Histological effect of TUDCA and Behavior test

On 1 day after SCI, the spinal cord tissues showed large areas of hemorrhage, edema, gray matter structural damage, and vacuolar degeneration in the injury group. The TUDCA group did not show distinct histopathology differences (Fig. 5A). On 3 day after SCI, however, the lesion epicenter showed obvious structural damage in the injury group. In contrast, the lesion epicenter of the TUDCA group showed much milder damage (Fig. 5B). On 7 day after SCI, the lesion epicenter of the injury group still showed cavities. On the other hand, the lesion epicenter of the TUDCA group was nearly normal in appearance (Fig. 5C).

Figure 5

Histopathological effect of TUDCA by H&E staining and behavior tests in injury and TUDCA group. Lesion epicenter histopathology (H&E staining): (A) Spinal cord tissue on 1 day after spinal cord injury. (B) Spinal cord tissue on 3 day after the injury shows more remaining neurons and low inflammation in the TUDCA group. (C) Spinal cord tissues on 7 day after the injury are similar in the TUDCA and sham groups (Scale bar = 200 µm). (D) The Basso-Beattie-Bresnahan (BBB) scores for the hindlimb function were evaluated for 7 days after the injury. The TUDCA group received intraperitoneal injections of 200 mg/kg of TUDCA at one minute and 24 hours after establishing the model. The injury group received intraperitoneal injections of the same dose of saline at the same time points. Results are the mean ± SD of triplicate experiments: *p < 0.05, **p < 0.01, and ***p < 0.001, significant difference as compared to the 1 day for each group by unpaired Student’s t-test.

The Basso-Beattie-Bresnahan (BBB) scores for the hindlimb motor function in the injury group improved from 4.00 ± 6.92 at 1 day to 13.33 ± 5.13 at 7 day.

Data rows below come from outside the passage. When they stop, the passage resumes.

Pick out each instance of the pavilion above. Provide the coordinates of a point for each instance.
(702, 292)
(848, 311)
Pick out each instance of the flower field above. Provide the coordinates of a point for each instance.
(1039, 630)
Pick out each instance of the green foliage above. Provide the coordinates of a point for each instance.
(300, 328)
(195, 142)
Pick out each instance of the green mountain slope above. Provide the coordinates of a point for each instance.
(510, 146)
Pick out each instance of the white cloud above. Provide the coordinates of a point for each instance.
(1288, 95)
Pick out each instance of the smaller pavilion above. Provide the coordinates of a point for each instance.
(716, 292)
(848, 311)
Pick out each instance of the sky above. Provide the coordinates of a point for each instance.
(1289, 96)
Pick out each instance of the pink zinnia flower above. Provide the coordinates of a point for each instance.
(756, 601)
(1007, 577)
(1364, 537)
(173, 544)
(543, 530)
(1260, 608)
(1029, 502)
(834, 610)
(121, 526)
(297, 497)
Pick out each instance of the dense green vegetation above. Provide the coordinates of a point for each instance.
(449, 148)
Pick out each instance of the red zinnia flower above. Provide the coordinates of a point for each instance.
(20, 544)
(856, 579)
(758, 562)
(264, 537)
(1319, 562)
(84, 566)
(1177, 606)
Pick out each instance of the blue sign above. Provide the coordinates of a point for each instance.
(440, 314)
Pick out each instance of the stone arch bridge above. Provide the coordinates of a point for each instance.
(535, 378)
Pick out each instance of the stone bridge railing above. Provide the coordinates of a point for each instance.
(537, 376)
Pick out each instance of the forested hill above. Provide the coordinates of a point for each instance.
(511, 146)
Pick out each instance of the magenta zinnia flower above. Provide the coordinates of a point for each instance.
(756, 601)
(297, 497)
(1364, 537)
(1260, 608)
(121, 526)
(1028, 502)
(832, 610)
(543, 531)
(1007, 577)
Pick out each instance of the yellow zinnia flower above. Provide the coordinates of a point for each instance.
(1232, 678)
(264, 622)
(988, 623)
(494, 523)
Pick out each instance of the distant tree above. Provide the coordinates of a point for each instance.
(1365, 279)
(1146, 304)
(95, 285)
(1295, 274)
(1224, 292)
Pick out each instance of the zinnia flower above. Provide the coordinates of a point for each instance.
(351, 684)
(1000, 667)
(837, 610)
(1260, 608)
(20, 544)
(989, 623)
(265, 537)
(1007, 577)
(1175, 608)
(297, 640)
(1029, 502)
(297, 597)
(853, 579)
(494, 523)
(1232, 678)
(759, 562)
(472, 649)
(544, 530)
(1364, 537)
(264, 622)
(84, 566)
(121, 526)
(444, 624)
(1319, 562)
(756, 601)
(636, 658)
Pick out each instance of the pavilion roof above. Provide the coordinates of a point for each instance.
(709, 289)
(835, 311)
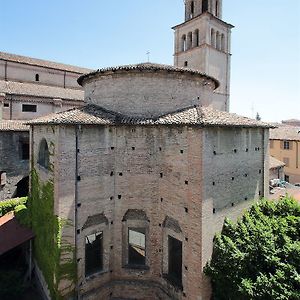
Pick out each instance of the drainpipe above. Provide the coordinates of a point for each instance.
(77, 128)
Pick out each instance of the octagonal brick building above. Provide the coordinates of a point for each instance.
(141, 178)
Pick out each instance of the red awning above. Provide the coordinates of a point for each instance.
(12, 234)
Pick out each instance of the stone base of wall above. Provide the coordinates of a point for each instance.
(131, 290)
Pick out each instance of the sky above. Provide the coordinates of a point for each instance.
(265, 68)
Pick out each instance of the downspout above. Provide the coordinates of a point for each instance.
(77, 128)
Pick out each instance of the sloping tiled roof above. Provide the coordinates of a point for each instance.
(42, 63)
(275, 163)
(13, 125)
(286, 132)
(38, 90)
(147, 67)
(91, 114)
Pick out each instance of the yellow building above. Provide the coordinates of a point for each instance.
(285, 146)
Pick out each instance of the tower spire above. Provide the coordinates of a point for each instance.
(202, 42)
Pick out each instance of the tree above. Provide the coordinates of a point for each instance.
(259, 256)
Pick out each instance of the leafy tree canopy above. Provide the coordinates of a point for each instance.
(259, 256)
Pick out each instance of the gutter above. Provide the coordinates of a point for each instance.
(77, 128)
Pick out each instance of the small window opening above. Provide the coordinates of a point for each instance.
(24, 150)
(136, 246)
(44, 159)
(286, 145)
(93, 253)
(204, 6)
(175, 261)
(28, 108)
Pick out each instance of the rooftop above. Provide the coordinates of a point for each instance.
(92, 114)
(42, 63)
(275, 163)
(13, 125)
(288, 133)
(38, 90)
(147, 67)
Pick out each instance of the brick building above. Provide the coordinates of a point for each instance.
(144, 177)
(29, 88)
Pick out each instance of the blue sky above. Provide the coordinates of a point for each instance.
(265, 73)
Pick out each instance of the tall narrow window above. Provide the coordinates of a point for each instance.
(217, 8)
(192, 9)
(175, 260)
(183, 43)
(204, 6)
(222, 42)
(93, 253)
(196, 38)
(44, 155)
(137, 246)
(213, 38)
(189, 41)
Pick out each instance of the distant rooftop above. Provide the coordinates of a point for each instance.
(31, 89)
(91, 114)
(42, 63)
(13, 125)
(289, 133)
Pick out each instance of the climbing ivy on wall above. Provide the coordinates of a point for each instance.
(49, 248)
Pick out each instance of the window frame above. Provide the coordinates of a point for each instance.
(25, 108)
(43, 161)
(134, 265)
(101, 269)
(286, 145)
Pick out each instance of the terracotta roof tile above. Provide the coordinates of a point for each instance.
(275, 163)
(42, 63)
(147, 67)
(13, 125)
(38, 90)
(91, 114)
(286, 132)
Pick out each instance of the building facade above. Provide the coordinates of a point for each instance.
(142, 189)
(202, 43)
(29, 88)
(285, 146)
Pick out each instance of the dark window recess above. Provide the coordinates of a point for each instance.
(136, 246)
(28, 108)
(93, 253)
(175, 261)
(204, 6)
(24, 150)
(44, 155)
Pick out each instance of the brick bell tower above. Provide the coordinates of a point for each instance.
(202, 42)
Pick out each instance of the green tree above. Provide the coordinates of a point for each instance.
(259, 256)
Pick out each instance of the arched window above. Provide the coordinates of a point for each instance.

The scores in the TUDCA group demonstrated a significant improvement from 4.00 ± 3.46 at 1 day to 19.33 ± 1.15 at 7 day after SCI (***p < 0.001). The differences of the scores in the TUDCA group were significant after 4 day (Fig. 5D).

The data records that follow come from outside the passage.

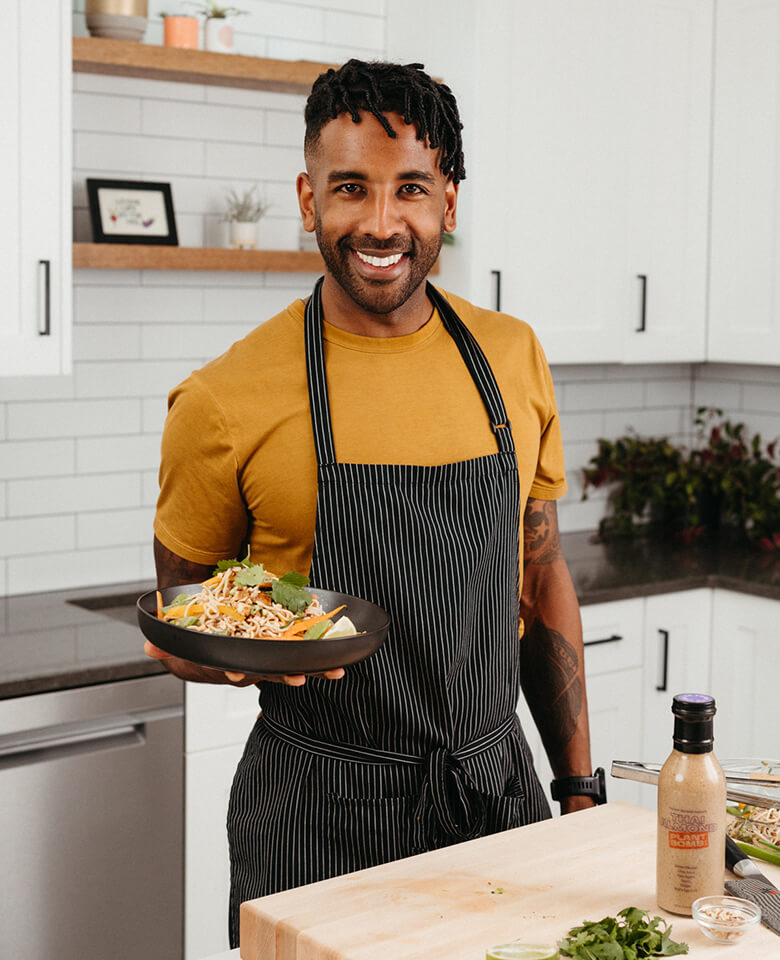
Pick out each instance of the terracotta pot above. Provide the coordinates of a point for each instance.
(218, 36)
(181, 32)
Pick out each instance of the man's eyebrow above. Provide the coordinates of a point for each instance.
(339, 176)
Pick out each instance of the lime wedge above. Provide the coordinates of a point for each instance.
(343, 627)
(522, 951)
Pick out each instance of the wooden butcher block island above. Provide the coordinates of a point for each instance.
(532, 884)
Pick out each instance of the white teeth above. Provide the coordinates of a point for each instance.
(379, 261)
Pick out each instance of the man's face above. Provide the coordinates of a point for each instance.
(379, 207)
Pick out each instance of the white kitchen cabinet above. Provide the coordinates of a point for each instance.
(35, 204)
(745, 668)
(217, 722)
(587, 141)
(677, 660)
(744, 317)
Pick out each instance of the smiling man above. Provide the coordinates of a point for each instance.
(403, 445)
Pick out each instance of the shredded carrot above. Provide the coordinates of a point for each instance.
(301, 626)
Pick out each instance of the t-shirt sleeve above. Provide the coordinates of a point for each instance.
(201, 514)
(549, 482)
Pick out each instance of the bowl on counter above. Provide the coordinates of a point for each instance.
(726, 920)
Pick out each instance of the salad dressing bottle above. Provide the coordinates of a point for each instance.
(691, 810)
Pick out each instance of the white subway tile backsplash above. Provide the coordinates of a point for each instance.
(622, 395)
(202, 121)
(140, 378)
(128, 155)
(203, 340)
(103, 113)
(353, 30)
(139, 304)
(116, 454)
(78, 418)
(76, 568)
(30, 458)
(249, 162)
(44, 496)
(37, 535)
(107, 528)
(92, 341)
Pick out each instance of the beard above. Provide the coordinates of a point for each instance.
(378, 296)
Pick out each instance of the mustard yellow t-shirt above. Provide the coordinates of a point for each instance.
(238, 463)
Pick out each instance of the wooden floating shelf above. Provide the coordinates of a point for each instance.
(131, 256)
(124, 59)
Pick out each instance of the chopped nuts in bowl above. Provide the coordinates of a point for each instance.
(726, 919)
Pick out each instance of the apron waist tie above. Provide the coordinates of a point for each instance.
(450, 808)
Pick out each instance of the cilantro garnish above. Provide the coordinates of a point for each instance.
(288, 591)
(632, 935)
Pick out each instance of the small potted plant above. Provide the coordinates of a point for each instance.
(218, 33)
(180, 30)
(243, 213)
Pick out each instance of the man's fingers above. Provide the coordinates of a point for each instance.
(155, 652)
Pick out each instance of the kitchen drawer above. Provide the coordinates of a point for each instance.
(218, 715)
(612, 634)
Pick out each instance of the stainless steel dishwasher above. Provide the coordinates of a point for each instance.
(91, 822)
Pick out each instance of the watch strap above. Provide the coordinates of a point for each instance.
(593, 786)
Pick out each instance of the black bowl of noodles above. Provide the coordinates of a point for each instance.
(250, 655)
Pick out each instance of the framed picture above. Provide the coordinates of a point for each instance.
(131, 211)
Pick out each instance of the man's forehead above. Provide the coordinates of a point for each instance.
(368, 140)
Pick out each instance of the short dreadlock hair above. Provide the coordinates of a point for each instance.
(379, 87)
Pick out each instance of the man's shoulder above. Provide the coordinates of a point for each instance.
(491, 326)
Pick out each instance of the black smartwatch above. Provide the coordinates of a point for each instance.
(594, 786)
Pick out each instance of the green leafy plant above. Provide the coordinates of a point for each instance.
(631, 935)
(245, 208)
(212, 11)
(727, 482)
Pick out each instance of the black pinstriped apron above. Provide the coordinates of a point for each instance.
(419, 746)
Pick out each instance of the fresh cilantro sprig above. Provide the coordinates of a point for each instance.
(632, 935)
(288, 591)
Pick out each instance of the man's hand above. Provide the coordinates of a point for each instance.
(187, 670)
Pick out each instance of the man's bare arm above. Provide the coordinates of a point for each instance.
(551, 658)
(173, 570)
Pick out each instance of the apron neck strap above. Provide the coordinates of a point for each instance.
(473, 357)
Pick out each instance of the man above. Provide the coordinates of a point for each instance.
(389, 439)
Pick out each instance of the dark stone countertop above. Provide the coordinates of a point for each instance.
(75, 638)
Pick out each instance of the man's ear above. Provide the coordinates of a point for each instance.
(306, 201)
(451, 203)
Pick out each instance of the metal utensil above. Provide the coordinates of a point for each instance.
(736, 785)
(753, 885)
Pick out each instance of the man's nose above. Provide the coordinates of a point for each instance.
(381, 215)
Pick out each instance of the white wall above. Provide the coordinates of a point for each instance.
(79, 454)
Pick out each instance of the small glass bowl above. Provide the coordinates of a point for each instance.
(725, 919)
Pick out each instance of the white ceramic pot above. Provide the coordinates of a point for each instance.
(219, 35)
(243, 235)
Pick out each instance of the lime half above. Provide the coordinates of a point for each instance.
(522, 951)
(343, 627)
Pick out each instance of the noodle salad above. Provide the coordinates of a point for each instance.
(243, 599)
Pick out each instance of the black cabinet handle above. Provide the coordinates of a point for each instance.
(593, 643)
(44, 302)
(643, 318)
(497, 275)
(664, 634)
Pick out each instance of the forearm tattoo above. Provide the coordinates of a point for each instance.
(549, 669)
(173, 569)
(541, 540)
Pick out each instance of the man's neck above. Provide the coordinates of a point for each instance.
(341, 311)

Lesion volume was then assessed by luxol fast blue/cresyl violet-stained spinal cord sections serially in the axial plane. In injury group, the lesions often contained vacuoles (Fig. 6), which exhibited complete loss of myelinated fibers, neurons, oligodendrocytes, and astrocytes. However, the lesion volume was significantly decreased in the injury + TUDCA group on 3 day and 7 day (0.90% ± 0.03, 1.01% ± 0.02, respectively) compared to that of the injury group (4.08% ± 0.20, 3.17% ± 0.02, respectively, Fig. 6D).

Figure 6

Histopathological effect of TUDCA by Luxol Fast Blue/cresyl violet-staining. Lesion epicenter histopathology (luxol fast blue/cresyl violet-staining staining): (A) Spinal cord tissue on 1 day after spinal cord injury. (B) Spinal cord tissue on 3 day after the injury shows more remaining myelin fiber and observes nerve cells in the TUDCA group. (C) Spinal cord tissues on 7 day after the injury are similar in the TUDCA and sham groups (Scale bar = 200 µm). Results are the mean ± SD of triplicate experiments: *p < 0.05, **p < 0.01, and ***p < 0.001 by one-way ANOVA followed by Tukey’s post hoc analysis.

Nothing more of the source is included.